Manifest Integration

Vector metadata stored in manifest.custom["vector"]:

{
  "dim": 128,
  "metric": "cosine",
  "index_type": "hnsw",
  "quantization": null,
  "total_vectors": 100000,
  "sharding_strategy": "cluster",
  "num_probes": 2,
  "centroids_ref": "s3://bucket/prefix/vector_meta/centroids.npy",
  "num_hash_bits": 8,
  "hyperplanes_ref": "s3://bucket/prefix/vector_meta/hyperplanes.npy"
}

For CEL sharding, the custom dict additionally contains:

{
  "sharding_strategy": "cel",
  "cel_expr": "region",
  "cel_columns": {"region": "string"},
  "routing_values": ["us", "eu", "asia"]
}

This avoids any changes to the core manifest schema.

Adapter Protocol

The VectorIndexWriter protocol mirrors the existing DbAdapter pattern:

  • add_batch(ids, vectors, payloads) — add vectors to the index
  • flush() — persist current state to local files
  • checkpoint() -> str | None — return a content hash for the manifest
  • close() — upload local files to S3
  • Context manager support via __enter__ / __exit__

The VectorShardReader protocol:

  • search(query, top_k) -> list[SearchResult] — search the shard
  • close() — release resources

Payload Storage

The LanceDB adapter stores payloads in a SQLite sidecar (payloads.db) alongside the index file (index.lancedb). Each shard has two files uploaded to S3:

  • {db_url}/index.lancedb — the lancedb HNSW index
  • {db_url}/payloads.db — SQLite with (id TEXT PRIMARY KEY, payload TEXT) table

The reader downloads both files, loads the index, and joins search results with payloads via SQL lookups.

Known Limitations

Not Yet Implemented

  • Async reader: No AsyncShardedVectorReader yet. The sync reader with thread-pool fan-out covers the initial use case.
  • FAISS adapter: The adapter protocol supports it, but no implementation exists.
  • Dask/Ray/Spark writers: Only the Python iterator-based writer is implemented. Framework writers would follow the same pattern as existing KV framework writers.

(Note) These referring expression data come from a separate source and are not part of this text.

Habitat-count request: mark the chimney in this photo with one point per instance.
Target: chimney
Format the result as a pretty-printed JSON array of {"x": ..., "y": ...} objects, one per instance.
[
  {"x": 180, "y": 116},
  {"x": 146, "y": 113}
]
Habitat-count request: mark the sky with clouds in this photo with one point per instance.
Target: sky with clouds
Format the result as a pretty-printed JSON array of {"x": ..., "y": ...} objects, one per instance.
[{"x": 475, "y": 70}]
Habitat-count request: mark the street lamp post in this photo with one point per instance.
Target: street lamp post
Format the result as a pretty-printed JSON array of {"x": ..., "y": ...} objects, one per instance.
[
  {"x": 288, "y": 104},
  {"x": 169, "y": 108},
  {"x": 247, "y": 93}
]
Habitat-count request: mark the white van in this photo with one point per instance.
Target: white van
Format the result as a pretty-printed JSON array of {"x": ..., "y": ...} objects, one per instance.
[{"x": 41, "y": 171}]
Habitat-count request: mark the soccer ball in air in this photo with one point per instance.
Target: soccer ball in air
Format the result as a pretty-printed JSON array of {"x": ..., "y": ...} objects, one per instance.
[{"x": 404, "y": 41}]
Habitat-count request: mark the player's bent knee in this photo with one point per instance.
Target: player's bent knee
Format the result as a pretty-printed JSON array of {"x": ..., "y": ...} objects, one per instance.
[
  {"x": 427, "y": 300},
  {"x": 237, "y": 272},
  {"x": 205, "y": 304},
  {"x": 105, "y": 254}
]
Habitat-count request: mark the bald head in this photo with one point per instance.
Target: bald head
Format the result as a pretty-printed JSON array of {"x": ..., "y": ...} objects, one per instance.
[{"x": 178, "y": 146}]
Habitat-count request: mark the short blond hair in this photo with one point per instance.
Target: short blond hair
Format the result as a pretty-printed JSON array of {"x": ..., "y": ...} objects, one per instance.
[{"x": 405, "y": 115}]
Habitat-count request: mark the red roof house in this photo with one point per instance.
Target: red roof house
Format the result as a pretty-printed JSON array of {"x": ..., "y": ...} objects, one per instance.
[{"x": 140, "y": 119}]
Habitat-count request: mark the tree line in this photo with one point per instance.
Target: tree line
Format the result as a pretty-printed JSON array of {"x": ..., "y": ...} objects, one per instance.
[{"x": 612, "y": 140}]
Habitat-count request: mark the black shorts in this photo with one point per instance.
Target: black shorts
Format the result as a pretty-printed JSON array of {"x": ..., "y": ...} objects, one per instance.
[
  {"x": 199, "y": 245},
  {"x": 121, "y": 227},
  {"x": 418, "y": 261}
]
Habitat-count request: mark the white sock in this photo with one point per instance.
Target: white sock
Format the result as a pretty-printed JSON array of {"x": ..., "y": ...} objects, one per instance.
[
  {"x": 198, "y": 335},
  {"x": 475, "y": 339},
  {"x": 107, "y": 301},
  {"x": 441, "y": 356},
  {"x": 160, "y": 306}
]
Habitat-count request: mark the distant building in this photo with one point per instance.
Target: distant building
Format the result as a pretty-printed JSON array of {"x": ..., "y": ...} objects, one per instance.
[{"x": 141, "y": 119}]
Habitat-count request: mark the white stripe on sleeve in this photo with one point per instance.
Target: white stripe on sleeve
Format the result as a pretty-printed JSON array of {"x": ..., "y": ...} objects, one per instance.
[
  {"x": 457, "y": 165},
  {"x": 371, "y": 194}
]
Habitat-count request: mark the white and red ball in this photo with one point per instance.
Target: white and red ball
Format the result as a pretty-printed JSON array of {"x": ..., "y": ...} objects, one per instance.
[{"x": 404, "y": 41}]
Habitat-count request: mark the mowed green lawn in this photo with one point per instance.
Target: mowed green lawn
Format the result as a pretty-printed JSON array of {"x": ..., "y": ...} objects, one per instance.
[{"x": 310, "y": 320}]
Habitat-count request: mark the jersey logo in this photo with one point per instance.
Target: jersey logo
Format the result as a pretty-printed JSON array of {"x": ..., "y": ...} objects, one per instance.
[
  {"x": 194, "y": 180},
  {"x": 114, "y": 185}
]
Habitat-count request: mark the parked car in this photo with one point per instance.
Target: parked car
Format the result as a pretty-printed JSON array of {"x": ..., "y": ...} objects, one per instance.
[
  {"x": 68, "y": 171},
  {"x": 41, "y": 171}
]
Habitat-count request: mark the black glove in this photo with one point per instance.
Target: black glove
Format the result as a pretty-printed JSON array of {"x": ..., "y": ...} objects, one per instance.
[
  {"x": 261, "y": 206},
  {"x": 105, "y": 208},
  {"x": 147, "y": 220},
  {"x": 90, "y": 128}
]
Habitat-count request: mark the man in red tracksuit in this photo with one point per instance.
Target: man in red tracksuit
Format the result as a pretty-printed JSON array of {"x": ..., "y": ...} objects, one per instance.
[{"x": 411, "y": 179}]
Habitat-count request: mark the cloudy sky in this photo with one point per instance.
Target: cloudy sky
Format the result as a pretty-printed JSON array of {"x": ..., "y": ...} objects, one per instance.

Design Trade-offs Accepted

  • Placeholder sharding in manifest: RequiredBuildMeta.sharding is set to ShardingStrategy.HASH as a placeholder since the core ManifestShardingSpec does not support vector sharding strategies. The actual vector sharding config lives in custom["vector"]. This is fine because non-vector readers never interpret the sharding field for vector manifests.
  • Payload sidecar: Storing payloads in a separate SQLite file adds a second S3 GET per shard load. An alternative would be embedding payloads in the index file format, but lancedb does not support arbitrary payload storage, and the SQLite approach keeps payloads queryable.
  • No graph inspection: The HnswGraph / HnswNode types exist in types.py but are not populated by the lancedb adapter. lancedb manages the graph internally and does not expose node-level structure. These types remain available for potential future adapters that do expose graph internals.